Front page · Friday, June 12, 2026

autonomous DevOps agents at scale

Linktree's CI optimization agent merges 80+ PRs, cuts build times 60% GDG Melbourne
TL;DW
CI optimization agent merged 80+ PRs across 20+ services; fastest win reduced one pipeline from 22 to 8 minutes (64% improvement).
Used specialized agents for different tasks: Haiku for pre-screening and review, Sonnet for implementation—matching model capability to task scope reduced costs and improved accuracy.
Playbooks are markdown files defining trigger conditions and fix recipes; kept small, targeted (e.g., parallelize tests, cache dependencies, retry flaky steps) to enable focused PRs.
Three-agent funnel: pre-screener identifies violations, implementation agent builds fixes, reviewer agent validates—reduces 120 scanned repos to ~40 merged PRs per cycle.
Verification loop automatically fixes CI failures by parsing logs, then validates success by checking build times and confirming no regressions in latest builds.
Created custom MCP wrappers (backend-for-frontend pattern) instead of generic APIs to reduce token overhead calling Buildkite—critical for agent efficiency.
Auto-research technique: log every agent turn, run another AI to find repeated failures and inefficiencies; discovered agent was unintentionally using sub-agents, fixed after analysis.

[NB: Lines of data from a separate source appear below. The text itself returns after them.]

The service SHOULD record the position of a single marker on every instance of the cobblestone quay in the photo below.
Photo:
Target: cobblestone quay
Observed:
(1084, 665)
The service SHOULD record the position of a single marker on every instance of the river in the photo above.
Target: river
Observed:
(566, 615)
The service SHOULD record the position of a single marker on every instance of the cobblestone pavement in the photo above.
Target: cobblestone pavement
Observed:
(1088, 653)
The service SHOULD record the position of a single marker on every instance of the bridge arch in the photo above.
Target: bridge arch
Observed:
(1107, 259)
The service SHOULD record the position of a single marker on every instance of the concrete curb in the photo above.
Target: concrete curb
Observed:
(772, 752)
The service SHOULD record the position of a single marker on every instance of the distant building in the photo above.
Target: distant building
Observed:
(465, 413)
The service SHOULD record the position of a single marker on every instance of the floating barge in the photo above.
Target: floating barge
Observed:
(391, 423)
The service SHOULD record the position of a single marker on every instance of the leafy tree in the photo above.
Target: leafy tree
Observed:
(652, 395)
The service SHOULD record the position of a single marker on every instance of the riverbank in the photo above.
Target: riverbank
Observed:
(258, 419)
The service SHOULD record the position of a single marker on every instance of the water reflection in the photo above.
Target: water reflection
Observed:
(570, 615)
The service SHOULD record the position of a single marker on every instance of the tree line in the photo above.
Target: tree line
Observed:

AI cost to AWS bill comparison: optimizing CI runtime reduces EC2 spend far more than agent calls cost, creating net savings plus higher developer productivity.

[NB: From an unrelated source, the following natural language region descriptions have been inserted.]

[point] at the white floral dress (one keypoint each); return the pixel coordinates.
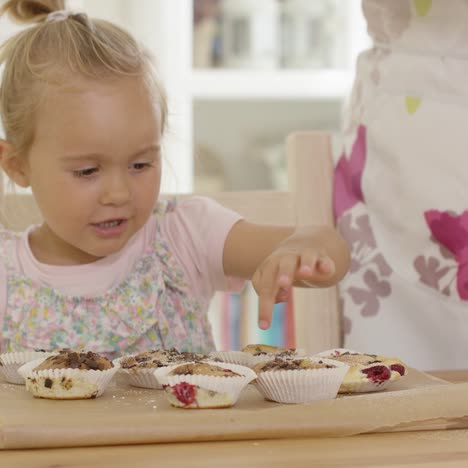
(401, 186)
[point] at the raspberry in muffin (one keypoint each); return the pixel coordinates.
(367, 372)
(204, 385)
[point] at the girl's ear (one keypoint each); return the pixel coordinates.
(14, 165)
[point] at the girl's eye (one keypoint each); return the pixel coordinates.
(87, 172)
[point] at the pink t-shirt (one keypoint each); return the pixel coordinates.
(193, 234)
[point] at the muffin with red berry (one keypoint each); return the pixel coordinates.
(140, 367)
(68, 375)
(367, 372)
(204, 384)
(299, 380)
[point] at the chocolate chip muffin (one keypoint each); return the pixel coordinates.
(203, 385)
(367, 372)
(291, 364)
(203, 369)
(160, 358)
(140, 367)
(67, 359)
(299, 380)
(262, 349)
(70, 375)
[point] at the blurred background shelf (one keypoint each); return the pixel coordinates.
(270, 84)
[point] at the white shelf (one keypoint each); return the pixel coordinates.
(271, 84)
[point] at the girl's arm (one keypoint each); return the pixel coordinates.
(276, 258)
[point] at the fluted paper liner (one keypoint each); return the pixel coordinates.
(365, 386)
(142, 377)
(126, 415)
(66, 384)
(302, 385)
(13, 361)
(229, 387)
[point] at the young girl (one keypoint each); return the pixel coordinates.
(108, 269)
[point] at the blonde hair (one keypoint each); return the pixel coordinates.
(52, 52)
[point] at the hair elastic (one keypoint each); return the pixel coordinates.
(59, 15)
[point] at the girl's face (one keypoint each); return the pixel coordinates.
(94, 168)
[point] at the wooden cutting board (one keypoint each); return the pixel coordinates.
(130, 415)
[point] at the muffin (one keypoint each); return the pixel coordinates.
(140, 367)
(252, 354)
(367, 372)
(299, 380)
(204, 384)
(68, 375)
(11, 362)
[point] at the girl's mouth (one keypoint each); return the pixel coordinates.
(110, 228)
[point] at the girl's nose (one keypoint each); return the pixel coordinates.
(116, 191)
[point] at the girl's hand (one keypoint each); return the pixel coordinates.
(288, 265)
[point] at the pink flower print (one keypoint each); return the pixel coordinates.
(429, 271)
(369, 297)
(451, 230)
(347, 190)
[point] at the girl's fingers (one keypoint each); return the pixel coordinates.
(307, 264)
(286, 270)
(266, 285)
(326, 266)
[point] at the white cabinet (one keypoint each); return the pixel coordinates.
(232, 120)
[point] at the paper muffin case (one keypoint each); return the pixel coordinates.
(204, 391)
(142, 377)
(65, 384)
(11, 362)
(302, 385)
(357, 382)
(246, 359)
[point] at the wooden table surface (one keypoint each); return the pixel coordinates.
(423, 449)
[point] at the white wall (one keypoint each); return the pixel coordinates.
(163, 26)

Prefer small, targeted PRs with human review over massive changes; all agent work goes through GitHub PR review to maintain transparency and bounded blast radius.
Tried one large agent doing everything initially—unbounded scope caused token explosion and poor results; specialization fixed both quality and efficiency.

A multi-agent system autonomously identifies pipeline bottlenecks and submits fixes via GitHub PRs, achieving a 50% acceptance rate across 20+ services. Specialized agents handle pre-screening, implementation, and review; switching from a generalist to specialized architecture cut token costs, and one pipeline dropped from 22 to 8 minutes.